Nei giorni scorsi lo stesso Cassano non ha fatto mancare voci critiche nei confronti del progetto politico del leader di Impegno Civile con l’obiettivo di incalzarlo sulle decisioni da assumere, anche perché gli alfaniani non hanno alcuna intenzione di attendere in eterno per decidere il proprio posizionamento in vista delle amministrative. Così, in meno di 48 ore, Di Paola ha deciso di riconvocare il tavolo per riavviare le trattative. "Un incontro del quale mi ritengo assolutamente soddisfatto - ha detto affermato l’ex di AdP - Abbiamo parlato di programma di trasporti, servizi e Fiera del levante”. E ai giornalisti che hanno chiesto cosa mancasse ancora per chiudere in accordo di coalizione, Di Paola ha risposto che a tutt’oggi manca “una riflessione”.

Per Di Paola si tratterà di trovare la quadra anche con gli altri partiti della coalizione, a partire da Forza Italia che da mesi ha fatto convergere la sua preferenza sul candidato di Impegno Civile. Fratelli d’Italia, che per mesi ha reclamato le primarie insieme ad Ncd, è pronta a fare la sua parte e rivendica un posto di assoluta riconoscibilità nel possibile esecutivo. Senza dimenticare i rapporti difficili tra Cassano e il mentore pugliese di Forza Italia, Raffaele Fitto. E’ chiaro che l’ex ministro per gli Affari Regionali vorrà essere informato sull’evoluzione dell’accordo con Ncd e di sicuro non accetterà un ridimensionamento del ruolo politico di Forza Italia, primo partito della coalizione.

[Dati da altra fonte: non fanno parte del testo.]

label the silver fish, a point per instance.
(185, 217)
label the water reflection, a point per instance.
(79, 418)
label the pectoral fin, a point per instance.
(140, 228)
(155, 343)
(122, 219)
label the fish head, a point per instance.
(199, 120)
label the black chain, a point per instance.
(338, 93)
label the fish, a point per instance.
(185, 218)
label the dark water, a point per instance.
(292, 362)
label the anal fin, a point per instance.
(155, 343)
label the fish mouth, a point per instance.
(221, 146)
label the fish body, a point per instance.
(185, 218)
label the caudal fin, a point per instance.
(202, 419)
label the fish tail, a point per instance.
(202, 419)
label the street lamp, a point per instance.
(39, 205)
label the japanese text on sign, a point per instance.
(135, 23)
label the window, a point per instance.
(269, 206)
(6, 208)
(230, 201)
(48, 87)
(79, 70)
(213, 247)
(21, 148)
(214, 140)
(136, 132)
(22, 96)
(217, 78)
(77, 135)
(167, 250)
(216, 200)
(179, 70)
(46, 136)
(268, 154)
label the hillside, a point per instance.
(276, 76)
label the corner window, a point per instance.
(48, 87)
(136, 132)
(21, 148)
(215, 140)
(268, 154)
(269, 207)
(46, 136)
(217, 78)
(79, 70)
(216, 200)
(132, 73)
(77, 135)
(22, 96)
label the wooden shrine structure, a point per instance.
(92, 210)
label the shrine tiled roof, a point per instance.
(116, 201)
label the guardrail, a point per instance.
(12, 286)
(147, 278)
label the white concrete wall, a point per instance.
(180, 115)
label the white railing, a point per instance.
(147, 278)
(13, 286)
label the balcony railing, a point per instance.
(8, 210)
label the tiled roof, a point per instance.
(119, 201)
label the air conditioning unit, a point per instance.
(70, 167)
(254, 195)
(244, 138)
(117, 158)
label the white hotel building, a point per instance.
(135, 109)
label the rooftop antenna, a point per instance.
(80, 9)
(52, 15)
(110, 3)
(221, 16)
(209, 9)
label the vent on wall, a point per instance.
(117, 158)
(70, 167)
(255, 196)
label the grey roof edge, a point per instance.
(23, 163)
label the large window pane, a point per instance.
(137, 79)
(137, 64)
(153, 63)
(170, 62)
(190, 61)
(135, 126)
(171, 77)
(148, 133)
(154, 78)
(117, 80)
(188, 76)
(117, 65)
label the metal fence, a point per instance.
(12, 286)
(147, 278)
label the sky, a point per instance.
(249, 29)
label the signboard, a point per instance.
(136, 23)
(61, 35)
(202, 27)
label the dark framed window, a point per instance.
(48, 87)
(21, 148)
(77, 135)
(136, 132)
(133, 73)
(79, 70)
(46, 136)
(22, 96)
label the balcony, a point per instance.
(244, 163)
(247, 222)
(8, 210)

L’intesa però sembra ad un passo. Nelle prossime ore Di Paola riconvocherà il tavolo e la situazione sarà più chiara. Per il momento una cosa è certa: le ‘consultazioni popolari’ tanto invocate da Ncd e Fratelli d’Italia, non si faranno. Vuoi perché non aveva senso sprecare energie e risorse per legittimare il candidato unico, vuoi perché Mimmo Di Paola non avrebbe mai accettato di farsi da parte qualora fosse uscito sconfitto. Se non ci sarà l’accordo, Cassano lancerà nella mischia Costantino Monteleone, pronto a fare da ago della bilancia in caso di ballottaggio. La trattativa continua.